Arnod menilai langkah tersebut sebagai keputusan strategis di tengah berbagai tantangan ekonomi dan sosial yang masih dihadapi Indonesia.

“Dengan terpilihnya sahabat kami, Said Iqbal, kami mengapresiasi keputusan strategis ini. Penunjukan Said Iqbal sangat tepat di tengah begitu banyak tantangan yang dihadapi bangsa. Kehadiran tokoh-tokoh buruh dalam pemerintahan dapat menjadi kekuatan tambahan untuk membantu Presiden mencari solusi atas berbagai persoalan nasional,” ujar Arnod Sihite dalam keterangan tertulis di Jakarta, Sabtu (6//6/2026).

Arnod menegaskan bahwa buruh kini tidak bisa lagi dipandang hanya sebagai kelompok pekerja yang terbatas pada urusan hubungan industrial. Menurutnya, banyak tokoh buruh telah berkembang menjadi bagian penting dalam berbagai sektor strategis nasional.

Ia menyebut sejumlah figur seperti Yorrys Raweyai yang kini menjabat Wakil Ketua DPD RI, Jumhur Hidayat yang pernah dipercaya di pemerintahan, hingga Andi Gani Nena Wea yang menjadi Penasihat Kapolri.

“Masih banyak tokoh buruh yang saat ini mengemban amanah di berbagai lembaga negara. Ini membuktikan bahwa gerakan buruh telah melahirkan banyak kader pemimpin bangsa,” kata Arnod Sihite.

Lebih lanjut, Arnod menilai buruh harus ditempatkan sebagai subjek pembangunan, bukan hanya objek. Ia menegaskan bahwa gerakan buruh memiliki peran penting dalam memberikan kritik sekaligus solusi bagi negara.

“Buruh telah teruji sebagai bagian dari kekuatan pergerakan yang melahirkan banyak kader pemimpin. Mereka terbiasa menyuarakan kesejahteraan pekerja, perlindungan rakyat Indonesia, sekaligus memberikan kritik konstruktif demi kemajuan bangsa dan negara,” ujarnya.

Arnod juga menilai keterlibatan tokoh buruh dalam pemerintahan tidak perlu dipersoalkan, termasuk jika dikaitkan dengan momentum Hari Buruh atau May Day, karena menunjukkan posisi strategis buruh dalam pembangunan nasional.

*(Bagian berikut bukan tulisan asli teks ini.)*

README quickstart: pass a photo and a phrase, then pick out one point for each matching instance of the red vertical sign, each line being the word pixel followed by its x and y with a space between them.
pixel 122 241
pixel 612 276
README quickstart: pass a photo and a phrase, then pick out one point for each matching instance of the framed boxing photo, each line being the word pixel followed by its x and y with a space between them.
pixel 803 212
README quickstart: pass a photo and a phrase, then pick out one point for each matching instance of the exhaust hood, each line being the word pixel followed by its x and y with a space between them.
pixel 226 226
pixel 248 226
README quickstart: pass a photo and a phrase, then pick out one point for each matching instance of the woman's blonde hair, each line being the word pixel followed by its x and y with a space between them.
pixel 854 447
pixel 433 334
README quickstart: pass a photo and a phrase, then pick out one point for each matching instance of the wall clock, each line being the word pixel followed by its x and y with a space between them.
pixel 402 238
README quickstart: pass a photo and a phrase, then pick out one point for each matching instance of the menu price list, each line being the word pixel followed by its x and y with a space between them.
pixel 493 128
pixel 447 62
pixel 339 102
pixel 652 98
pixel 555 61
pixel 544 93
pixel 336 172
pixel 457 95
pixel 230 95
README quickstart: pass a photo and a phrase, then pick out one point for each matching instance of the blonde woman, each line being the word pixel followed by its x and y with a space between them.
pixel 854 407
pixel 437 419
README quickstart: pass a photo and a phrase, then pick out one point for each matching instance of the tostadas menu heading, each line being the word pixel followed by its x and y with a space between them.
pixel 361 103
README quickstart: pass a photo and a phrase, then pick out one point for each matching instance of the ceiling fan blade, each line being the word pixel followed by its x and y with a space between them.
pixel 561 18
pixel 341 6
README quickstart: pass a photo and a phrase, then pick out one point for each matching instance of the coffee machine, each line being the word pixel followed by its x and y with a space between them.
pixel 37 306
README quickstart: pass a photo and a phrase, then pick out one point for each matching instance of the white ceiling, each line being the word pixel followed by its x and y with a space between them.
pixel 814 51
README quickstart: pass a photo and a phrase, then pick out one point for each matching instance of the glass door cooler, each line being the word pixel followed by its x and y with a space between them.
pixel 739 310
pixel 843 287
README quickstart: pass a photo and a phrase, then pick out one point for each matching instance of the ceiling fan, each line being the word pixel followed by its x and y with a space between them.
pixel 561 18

Meski demikian, Arnod mengingatkan bahwa setiap penempatan jabatan harus tetap berbasis kompetensi, efektivitas, dan efisiensi anggaran negara.

“Yang terpenting, negara harus menilai berdasarkan kompetensi dan kebutuhan. Tugas pokok dan fungsi setiap jabatan harus jelas agar tidak terjadi tumpang tindih kewenangan. Pemerintah juga tidak boleh hanya mengambil keputusan yang bersifat populis,” katanya.

Arnod berharap jika tokoh buruh benar-benar masuk ke kabinet, hal itu dapat membawa dampak positif bagi pekerja Indonesia, terutama dalam memperjuangkan kebijakan yang lebih berpihak pada buruh.

“Intinya, rekan-rekan buruh jangan kendor dalam memperjuangkan hak-hak pekerja dan keluarganya. Dengan masuknya tokoh buruh ke pemerintahan, kita berharap perjuangan terhadap hak-hak buruh dapat lebih maksimal,” ujarnya.

Ia juga mengajak seluruh buruh Indonesia menjaga persatuan dan berkontribusi dalam memperkuat perekonomian nasional di tengah tantangan global.

“Kita berharap nilai tukar rupiah semakin kuat, inflasi terkendali, kepercayaan publik dan investor meningkat, investasi bertambah, lapangan kerja semakin luas, dan kesejahteraan rakyat Indonesia terus meningkat,” tuturnya.